Since any pattern can be used as the delimiter, we can also nest a pattern to allow commas following each word (but not after the last word in the sentence):
```rust
parser! {
word: value=<'a'-'z'+> -> String { value.into() }
pub sentence = word$(","? " ")+ "." -> Vec<String>;
}
```
And now we have a parser which will validate a sentence structure, enforcing these rules:
- A word is composed of lowercase alphabetic characters
- A sentence must consist of at least one word
- After each word in a sentence, another word may follow, but there first must be a space or a comma followed by a space
- A sentence must end with a period
It will then return a list of all the words.
This is not a particularly useful parser, but it helps to demonstrate the last few common pieces of syntax.
## Closing notes
When using Untwine, remember that it is left-recursive. This means that each parser will be applied in the order it is shown. This matters in several ways.
First of all, self-referential patterns are legal, but a pattern which unconditionally matches itself will cause a stack overflow. Examples:
```rust
parser! {
root = root "?";
```
In some cases this may be mitigated, but in general, avoid patterns that look anything like this.
Additionally, it is possible to create patterns which share a prefix of another pattern, which could cause parsing to "stop short". A common example is ints and floats:
```rust
struct Number {
Int(i64),
Float(f64),
}
parser! {
int: value=<"-"? '0'-'9'+> -> Number { Number::Int(value.parse().unwrap()) }
float: value<"-"? '0'-'9'+ "." '0'-'9'+> -> Number { Numbeer::Float(value.parse().unwrap()) }
```
In this situation, you will run into an error if you input a float like `1.23`. This is another common mistake, and it happens because choices (and repeating modifiers, including delimited lists) are greedy, and will take the first thing that matches.

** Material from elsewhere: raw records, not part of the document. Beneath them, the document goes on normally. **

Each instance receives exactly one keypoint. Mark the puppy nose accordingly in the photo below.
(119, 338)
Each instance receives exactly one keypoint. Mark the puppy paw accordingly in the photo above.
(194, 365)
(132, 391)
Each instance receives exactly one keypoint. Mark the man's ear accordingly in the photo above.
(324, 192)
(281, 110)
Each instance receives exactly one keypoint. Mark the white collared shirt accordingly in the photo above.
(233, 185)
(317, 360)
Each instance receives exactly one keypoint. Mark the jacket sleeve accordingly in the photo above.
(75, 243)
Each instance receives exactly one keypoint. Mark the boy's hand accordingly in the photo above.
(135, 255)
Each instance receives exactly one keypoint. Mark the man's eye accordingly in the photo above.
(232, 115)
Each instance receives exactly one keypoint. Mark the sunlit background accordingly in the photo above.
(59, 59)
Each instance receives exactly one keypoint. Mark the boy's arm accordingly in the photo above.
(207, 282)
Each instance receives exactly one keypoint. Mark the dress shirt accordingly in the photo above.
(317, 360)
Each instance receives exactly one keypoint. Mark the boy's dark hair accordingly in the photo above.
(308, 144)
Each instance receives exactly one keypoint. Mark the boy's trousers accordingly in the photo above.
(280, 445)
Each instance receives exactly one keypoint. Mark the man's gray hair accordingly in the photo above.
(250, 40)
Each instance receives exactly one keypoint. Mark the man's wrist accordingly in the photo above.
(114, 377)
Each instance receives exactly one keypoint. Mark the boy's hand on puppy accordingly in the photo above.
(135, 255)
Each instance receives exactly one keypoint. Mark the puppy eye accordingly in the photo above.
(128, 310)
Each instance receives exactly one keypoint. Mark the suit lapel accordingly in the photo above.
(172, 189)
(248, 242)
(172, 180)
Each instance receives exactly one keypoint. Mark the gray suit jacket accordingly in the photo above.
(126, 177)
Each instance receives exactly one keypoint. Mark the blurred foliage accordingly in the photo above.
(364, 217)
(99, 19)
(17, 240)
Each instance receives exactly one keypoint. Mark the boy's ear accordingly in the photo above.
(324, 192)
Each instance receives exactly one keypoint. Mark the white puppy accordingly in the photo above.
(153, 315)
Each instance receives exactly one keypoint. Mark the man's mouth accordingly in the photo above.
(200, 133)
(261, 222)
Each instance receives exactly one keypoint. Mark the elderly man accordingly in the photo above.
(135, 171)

For choice patterns like `(int | float)`, the order matters. It first tries matching `int`, which successfully matches `1`, and then leaves `.23` in the parsing buffer, indicating parsing has failed.
Instead, the `num` rule should be written like `(float | int)`. Since all floats start with an int, this rule should be written to try parsing it as a float first. If it can't be parsed as a float, it will then try parsing it as an int, allowing both `-1` and `-1.23` to parse just fine.